Wierzbicki Martin P, Maloney Victoria, Mizrachi Eshchar, Myburg Alexander A
Department of Biochemistry, Genetics and Microbiology, Forestry and Agricultural Biotechnology Institute (FABI), University of Pretoria, Pretoria, South Africa.
Front Plant Sci. 2019 Feb 25;10:176. doi: 10.3389/fpls.2019.00176. eCollection 2019.
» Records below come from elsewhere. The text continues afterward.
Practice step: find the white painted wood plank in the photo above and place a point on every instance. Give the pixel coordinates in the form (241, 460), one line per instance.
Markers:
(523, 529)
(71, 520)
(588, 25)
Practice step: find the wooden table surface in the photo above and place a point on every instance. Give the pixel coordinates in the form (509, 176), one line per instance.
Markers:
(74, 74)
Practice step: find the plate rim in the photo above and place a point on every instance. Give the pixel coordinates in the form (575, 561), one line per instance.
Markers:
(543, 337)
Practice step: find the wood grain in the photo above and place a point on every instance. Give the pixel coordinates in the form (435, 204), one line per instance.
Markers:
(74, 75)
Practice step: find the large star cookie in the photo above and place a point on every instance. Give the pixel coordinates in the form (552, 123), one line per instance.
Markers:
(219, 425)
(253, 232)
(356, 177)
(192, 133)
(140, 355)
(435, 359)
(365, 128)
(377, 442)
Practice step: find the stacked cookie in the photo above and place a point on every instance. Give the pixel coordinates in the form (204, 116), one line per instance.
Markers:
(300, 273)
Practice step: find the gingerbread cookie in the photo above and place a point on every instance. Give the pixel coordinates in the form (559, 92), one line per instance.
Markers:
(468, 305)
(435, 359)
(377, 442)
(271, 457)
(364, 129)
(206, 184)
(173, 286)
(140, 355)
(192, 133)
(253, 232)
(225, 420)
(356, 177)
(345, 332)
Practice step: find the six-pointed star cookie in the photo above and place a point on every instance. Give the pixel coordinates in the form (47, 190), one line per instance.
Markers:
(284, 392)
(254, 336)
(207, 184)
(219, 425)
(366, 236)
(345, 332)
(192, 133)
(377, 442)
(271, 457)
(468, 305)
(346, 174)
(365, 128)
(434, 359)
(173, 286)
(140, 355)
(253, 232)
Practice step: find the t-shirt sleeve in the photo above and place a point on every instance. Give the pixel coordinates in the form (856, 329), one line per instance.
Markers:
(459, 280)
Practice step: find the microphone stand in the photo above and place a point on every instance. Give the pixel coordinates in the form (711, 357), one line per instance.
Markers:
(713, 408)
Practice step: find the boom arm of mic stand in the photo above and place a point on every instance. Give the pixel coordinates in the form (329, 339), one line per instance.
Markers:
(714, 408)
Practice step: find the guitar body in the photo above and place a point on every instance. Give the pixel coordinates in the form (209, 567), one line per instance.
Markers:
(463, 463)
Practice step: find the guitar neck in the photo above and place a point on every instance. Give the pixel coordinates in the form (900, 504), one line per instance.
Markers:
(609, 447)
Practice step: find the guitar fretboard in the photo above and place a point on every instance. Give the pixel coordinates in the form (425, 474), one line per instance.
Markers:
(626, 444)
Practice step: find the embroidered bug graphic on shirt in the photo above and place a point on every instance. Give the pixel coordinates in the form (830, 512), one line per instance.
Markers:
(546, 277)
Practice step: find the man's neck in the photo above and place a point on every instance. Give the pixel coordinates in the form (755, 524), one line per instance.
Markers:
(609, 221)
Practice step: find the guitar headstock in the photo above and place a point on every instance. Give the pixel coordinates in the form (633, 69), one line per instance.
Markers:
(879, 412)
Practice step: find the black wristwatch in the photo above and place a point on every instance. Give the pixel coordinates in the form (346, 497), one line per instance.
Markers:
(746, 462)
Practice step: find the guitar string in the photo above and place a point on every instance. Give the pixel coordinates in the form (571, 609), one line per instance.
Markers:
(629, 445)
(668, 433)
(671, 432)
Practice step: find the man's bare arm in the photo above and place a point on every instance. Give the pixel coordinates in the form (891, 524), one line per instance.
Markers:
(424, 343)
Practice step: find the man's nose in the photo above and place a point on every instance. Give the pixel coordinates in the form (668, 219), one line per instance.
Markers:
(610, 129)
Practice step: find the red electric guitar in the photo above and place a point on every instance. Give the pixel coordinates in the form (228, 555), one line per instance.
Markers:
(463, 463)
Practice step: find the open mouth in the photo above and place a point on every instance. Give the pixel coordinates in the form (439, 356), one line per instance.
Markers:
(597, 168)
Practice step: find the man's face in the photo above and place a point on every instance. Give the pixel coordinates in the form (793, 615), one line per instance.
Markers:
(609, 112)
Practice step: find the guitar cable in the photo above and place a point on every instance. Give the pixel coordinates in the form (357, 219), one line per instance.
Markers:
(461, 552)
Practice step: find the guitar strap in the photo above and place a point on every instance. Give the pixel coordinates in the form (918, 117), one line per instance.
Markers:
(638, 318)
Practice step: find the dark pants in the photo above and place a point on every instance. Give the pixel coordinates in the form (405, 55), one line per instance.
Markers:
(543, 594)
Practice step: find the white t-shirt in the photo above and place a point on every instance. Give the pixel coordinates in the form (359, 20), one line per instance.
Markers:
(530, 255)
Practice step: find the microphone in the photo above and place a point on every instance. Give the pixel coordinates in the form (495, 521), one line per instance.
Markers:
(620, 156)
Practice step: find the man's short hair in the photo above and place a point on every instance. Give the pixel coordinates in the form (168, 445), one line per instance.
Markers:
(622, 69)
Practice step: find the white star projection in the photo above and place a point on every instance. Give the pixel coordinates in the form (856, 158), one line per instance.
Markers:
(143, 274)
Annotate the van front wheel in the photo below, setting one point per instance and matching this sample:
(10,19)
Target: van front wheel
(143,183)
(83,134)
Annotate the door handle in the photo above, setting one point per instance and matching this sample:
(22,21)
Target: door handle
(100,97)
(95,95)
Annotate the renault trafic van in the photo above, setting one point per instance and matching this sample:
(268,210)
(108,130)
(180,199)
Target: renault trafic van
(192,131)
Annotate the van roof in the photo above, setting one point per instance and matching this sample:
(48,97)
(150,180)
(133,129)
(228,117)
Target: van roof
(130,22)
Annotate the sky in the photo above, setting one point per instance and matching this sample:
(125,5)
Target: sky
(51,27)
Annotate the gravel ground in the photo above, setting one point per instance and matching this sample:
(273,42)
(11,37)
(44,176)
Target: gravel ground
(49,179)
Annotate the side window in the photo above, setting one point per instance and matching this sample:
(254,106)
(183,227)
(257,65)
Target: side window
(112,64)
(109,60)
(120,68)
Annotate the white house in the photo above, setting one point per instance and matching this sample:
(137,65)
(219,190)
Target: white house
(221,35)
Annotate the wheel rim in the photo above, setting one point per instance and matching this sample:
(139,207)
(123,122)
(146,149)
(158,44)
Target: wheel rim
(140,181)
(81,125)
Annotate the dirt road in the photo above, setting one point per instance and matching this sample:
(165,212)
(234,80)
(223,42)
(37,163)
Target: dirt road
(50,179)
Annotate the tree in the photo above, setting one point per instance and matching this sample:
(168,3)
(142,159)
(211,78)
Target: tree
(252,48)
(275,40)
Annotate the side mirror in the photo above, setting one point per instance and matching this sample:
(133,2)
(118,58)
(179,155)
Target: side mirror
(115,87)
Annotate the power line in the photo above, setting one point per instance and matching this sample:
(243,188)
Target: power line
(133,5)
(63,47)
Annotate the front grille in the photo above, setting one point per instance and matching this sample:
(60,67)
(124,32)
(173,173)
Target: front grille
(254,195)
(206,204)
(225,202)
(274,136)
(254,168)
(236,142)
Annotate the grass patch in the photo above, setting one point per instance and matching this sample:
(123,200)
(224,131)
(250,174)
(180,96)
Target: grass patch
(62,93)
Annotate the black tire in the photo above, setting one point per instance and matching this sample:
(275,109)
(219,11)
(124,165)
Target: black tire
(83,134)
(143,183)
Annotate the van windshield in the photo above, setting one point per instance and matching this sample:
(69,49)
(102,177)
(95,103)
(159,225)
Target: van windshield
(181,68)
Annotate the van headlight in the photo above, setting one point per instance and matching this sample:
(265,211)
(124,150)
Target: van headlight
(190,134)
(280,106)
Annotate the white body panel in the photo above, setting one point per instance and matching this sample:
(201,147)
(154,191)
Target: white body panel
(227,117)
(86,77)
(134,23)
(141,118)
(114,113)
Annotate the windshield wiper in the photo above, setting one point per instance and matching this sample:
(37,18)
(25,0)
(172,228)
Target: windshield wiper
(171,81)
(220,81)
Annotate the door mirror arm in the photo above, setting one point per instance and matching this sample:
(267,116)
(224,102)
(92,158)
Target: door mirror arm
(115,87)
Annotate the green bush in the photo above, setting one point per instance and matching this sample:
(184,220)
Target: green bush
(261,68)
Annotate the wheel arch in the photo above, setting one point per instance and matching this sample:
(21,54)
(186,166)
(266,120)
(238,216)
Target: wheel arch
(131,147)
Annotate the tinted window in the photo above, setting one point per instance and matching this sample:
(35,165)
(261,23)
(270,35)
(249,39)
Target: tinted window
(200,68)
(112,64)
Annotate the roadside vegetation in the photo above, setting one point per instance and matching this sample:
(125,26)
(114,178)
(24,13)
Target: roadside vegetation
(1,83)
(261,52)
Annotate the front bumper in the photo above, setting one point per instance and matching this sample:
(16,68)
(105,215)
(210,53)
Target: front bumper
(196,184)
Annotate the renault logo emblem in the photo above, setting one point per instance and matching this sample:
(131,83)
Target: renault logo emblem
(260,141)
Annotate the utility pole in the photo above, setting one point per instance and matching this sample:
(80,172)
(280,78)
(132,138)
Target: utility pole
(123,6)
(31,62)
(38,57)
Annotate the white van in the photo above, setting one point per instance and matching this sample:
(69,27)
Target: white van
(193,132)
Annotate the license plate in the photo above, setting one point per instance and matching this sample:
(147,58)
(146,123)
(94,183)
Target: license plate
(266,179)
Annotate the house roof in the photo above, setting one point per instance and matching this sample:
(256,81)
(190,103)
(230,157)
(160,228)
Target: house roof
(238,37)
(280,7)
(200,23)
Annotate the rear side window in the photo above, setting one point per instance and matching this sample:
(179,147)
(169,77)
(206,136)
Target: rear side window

Lignocellulosic biomass, encompassing cellulose, lignin and hemicellulose in plant secondary cell walls (SCWs), is the most abundant source of renewable materials on earth. Currently, fast-growing woody dicots such as and trees are major lignocellulosic (wood fiber) feedstocks for bioproducts such as pulp, paper, cellulose, textiles, bioplastics and other biomaterials. Processing wood for these products entails separating the biomass into its three main components as efficiently as possible without compromising yield. Glucuronoxylan (xylan), the main hemicellulose present in the SCWs of hardwood trees carries chemical modifications that are associated with SCW composition and ultrastructure, and affect the recalcitrance of woody biomass to industrial processing. In this review we highlight the importance of xylan properties for industrial wood fiber processing and how gaining a greater understanding of xylan biosynthesis, specifically xylan modification, could yield novel biotechnology approaches to reduce recalcitrance or introduce novel processing traits. Altering xylan modification patterns has recently become a focus of plant SCW studies due to early findings that altered modification patterns can yield beneficial biomass processing traits. Additionally, it has been noted that plants with altered xylan composition display metabolic differences linked to changes in precursor usage. We explore the possibility of using systems biology and systems genetics approaches to gain insight into the coordination of SCW formation with other interdependent biological processes. Acetyl-CoA, s-adenosylmethionine and nucleotide sugars are precursors needed for xylan modification, however, the pathways which produce metabolic pools during different stages of fiber cell wall formation still have to be identified and their co-regulation during SCW formation elucidated. The crucial dependence on precursor metabolism provides an opportunity to alter xylan modification patterns through metabolic engineering of one or more of these interdependent pathways. The complexity of xylan biosynthesis and modification is currently a stumbling point, but it may provide new avenues for woody biomass engineering that are not possible for other biopolymers.
木质纤维素生物质包含植物次生细胞壁(SCW)中的纤维素、木质素和半纤维素,是地球上最丰富的可再生材料来源。目前,速生木本双子叶植物,如杨树和柳树,是用于生产纸浆、纸张、纤维素、纺织品、生物塑料和其他生物材料等生物产品的主要木质纤维素(木纤维)原料。将木材加工成这些产品需要在不影响产量的前提下,尽可能高效地将生物质分离成其三个主要成分。葡糖醛酸木聚糖(木聚糖)是硬木树SCW中存在的主要半纤维素,它带有与SCW组成和超微结构相关的化学修饰,并影响木质生物质对工业加工的抗性。在本综述中,我们强调了木聚糖特性对工业木纤维加工的重要性,以及深入了解木聚糖生物合成,特别是木聚糖修饰,如何能产生新的生物技术方法来降低抗性或引入新的加工特性。由于早期发现改变修饰模式可产生有益的生物质加工特性,改变木聚糖修饰模式最近已成为植物SCW研究的重点。此外,已经注意到木聚糖组成改变的植物表现出与前体使用变化相关的代谢差异。我们探讨了使用系统生物学和系统遗传学方法来深入了解SCW形成与其他相互依赖的生物过程之间协调的可能性。乙酰辅酶A、S-腺苷甲硫氨酸和核苷酸糖是木聚糖修饰所需的前体,然而,在纤维细胞壁形成的不同阶段产生代谢库的途径仍有待确定,并且它们在SCW形成过程中的共同调节也有待阐明。对前体代谢的关键依赖为通过对这些相互依赖途径中的一个或多个进行代谢工程来改变木聚糖修饰模式提供了机会。木聚糖生物合成和修饰的复杂性目前是一个绊脚石,但它可能为木质生物质工程提供其他生物聚合物无法实现的新途径。